Combined with measurements from other geodetic instruments at the Ny-Ålesund Geodetic Observatory and all over the globe, the laser ranging observations will help refine the Global Geodetic Reference Frame, the basis for setting coordinates for all locations on Earth’s surface.
The reference frame is used to measure the position of objects in space with respect to the Earth, as well as to precisely monitor motions of Earth’s crust, changes in sea level, and to support satellite positioning technology like GPS, which is used in many aspects of our daily lives.
“From the NASA perspective, laser ranging is important to understanding where our spacecraft are, as well as where on Earth their measurements are located,” said Stephen Merkowitz, space geodesy project manager at NASA’s Goddard Space Flight Center in Greenbelt, Maryland. “Laser ranging is needed for satellites that require very precise positioning measurements. Today we’re tracking over 90 satellites, not only from NASA, but also from other space agencies with this technique.”
The new Norwegian geodetic station will be the northernmost of its kind and will be invaluable for tracking satellites that follow polar orbits, as many of NASA’s Earth-observing missions do.
To make sure the laser ranging system is able to work in Arctic conditions, NASA will use a telescope dome strong enough to open and break the ice that might accumulate on top during Svalbard’s frigid winters.
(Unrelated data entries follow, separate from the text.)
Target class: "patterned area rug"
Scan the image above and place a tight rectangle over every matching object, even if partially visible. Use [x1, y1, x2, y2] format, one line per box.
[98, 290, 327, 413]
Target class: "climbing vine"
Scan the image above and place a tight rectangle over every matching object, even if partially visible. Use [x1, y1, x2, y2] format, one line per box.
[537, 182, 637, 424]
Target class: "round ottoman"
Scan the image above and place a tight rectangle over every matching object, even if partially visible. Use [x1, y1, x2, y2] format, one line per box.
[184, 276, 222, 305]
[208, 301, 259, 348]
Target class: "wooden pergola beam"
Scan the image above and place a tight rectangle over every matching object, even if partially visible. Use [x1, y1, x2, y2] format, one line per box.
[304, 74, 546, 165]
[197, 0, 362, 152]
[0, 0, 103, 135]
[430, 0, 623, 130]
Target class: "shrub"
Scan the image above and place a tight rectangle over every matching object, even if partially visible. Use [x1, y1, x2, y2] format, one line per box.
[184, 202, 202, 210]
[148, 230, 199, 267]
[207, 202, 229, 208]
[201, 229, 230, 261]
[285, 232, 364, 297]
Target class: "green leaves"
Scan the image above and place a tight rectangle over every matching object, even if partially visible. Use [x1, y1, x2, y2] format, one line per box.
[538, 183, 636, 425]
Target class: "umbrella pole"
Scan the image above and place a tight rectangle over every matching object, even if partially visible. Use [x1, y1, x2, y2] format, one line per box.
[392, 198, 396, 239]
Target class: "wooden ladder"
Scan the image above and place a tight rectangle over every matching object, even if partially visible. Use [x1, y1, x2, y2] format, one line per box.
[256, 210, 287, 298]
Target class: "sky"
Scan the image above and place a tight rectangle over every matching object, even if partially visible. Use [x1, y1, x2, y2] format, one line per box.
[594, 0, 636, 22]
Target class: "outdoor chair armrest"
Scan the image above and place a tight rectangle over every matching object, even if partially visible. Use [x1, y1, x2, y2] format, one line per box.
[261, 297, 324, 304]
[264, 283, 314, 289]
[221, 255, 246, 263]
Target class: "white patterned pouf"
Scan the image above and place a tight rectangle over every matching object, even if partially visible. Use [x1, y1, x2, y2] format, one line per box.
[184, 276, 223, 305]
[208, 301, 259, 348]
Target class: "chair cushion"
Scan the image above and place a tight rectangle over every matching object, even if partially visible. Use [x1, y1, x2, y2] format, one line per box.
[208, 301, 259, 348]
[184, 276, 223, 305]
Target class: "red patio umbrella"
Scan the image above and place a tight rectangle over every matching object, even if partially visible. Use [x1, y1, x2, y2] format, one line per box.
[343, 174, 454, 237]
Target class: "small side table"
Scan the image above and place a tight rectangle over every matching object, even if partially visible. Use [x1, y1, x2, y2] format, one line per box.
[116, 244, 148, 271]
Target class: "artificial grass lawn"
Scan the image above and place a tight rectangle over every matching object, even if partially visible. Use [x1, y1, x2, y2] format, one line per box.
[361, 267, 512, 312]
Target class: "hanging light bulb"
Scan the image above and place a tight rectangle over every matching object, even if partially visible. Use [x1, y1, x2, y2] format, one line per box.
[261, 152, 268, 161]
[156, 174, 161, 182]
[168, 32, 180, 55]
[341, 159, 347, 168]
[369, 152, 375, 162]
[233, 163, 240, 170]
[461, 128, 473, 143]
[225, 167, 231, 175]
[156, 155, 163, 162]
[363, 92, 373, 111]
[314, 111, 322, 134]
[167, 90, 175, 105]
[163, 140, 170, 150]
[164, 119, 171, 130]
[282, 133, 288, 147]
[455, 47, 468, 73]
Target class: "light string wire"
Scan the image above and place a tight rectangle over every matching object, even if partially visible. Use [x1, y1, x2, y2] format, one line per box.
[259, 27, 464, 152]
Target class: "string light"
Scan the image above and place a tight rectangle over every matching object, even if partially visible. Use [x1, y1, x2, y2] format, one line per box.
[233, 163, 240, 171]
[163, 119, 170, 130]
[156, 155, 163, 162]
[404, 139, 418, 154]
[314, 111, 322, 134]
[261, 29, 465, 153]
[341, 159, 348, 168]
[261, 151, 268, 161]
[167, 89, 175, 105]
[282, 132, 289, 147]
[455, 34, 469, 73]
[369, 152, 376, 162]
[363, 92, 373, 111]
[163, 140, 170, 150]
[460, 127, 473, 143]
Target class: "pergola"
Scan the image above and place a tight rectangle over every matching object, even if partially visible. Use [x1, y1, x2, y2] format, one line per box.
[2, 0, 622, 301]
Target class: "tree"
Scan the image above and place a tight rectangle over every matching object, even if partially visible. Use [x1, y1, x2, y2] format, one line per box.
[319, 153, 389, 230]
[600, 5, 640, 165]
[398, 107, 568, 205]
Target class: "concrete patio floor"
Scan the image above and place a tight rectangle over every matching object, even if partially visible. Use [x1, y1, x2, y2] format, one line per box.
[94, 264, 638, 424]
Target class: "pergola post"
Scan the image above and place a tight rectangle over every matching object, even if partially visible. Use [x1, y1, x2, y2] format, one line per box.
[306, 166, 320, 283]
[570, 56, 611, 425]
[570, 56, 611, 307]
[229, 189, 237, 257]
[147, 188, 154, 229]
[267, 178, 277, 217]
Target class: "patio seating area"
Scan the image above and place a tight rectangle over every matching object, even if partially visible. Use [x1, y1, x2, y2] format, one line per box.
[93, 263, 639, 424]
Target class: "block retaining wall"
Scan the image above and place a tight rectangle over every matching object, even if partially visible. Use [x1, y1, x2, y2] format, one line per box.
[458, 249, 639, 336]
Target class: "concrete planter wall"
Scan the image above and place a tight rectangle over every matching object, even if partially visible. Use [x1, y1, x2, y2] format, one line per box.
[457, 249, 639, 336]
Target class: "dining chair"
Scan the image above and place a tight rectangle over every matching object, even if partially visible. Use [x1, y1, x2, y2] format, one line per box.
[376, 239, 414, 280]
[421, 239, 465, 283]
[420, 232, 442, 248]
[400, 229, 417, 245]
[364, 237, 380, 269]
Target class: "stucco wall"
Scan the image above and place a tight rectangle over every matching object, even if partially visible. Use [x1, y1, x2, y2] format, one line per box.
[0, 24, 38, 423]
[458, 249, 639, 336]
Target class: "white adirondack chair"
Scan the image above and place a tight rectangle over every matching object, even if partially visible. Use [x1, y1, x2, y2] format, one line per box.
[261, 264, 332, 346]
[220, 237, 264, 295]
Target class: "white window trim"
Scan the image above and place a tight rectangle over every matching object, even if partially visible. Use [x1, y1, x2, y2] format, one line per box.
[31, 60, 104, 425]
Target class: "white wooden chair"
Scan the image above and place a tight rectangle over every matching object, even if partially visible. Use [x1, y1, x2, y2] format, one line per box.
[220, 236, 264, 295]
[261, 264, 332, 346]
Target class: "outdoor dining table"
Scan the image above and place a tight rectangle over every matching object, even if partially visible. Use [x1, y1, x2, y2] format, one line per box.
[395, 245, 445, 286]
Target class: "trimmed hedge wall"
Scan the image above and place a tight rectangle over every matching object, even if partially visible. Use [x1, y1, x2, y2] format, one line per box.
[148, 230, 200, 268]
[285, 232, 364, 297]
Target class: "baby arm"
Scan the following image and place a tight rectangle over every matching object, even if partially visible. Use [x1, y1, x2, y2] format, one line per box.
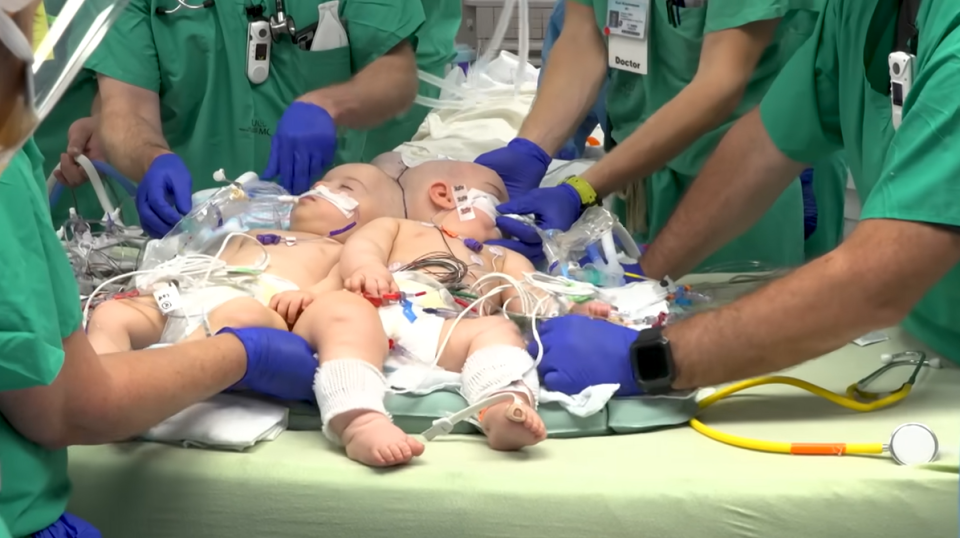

The telescope will be mounted on a pointing gimbal that can still move when exposed to very cold temperatures. To be able to work during the Arctic summertime, when the constant sunlight makes it difficult to observe the stars needed to calibrate the telescope, NASA specified that this telescope has to be stable for months at a time.
The Norwegian Mapping Authority started construction work on the new scientific base in 2014. The current goal is to have all systems in operation by 2022.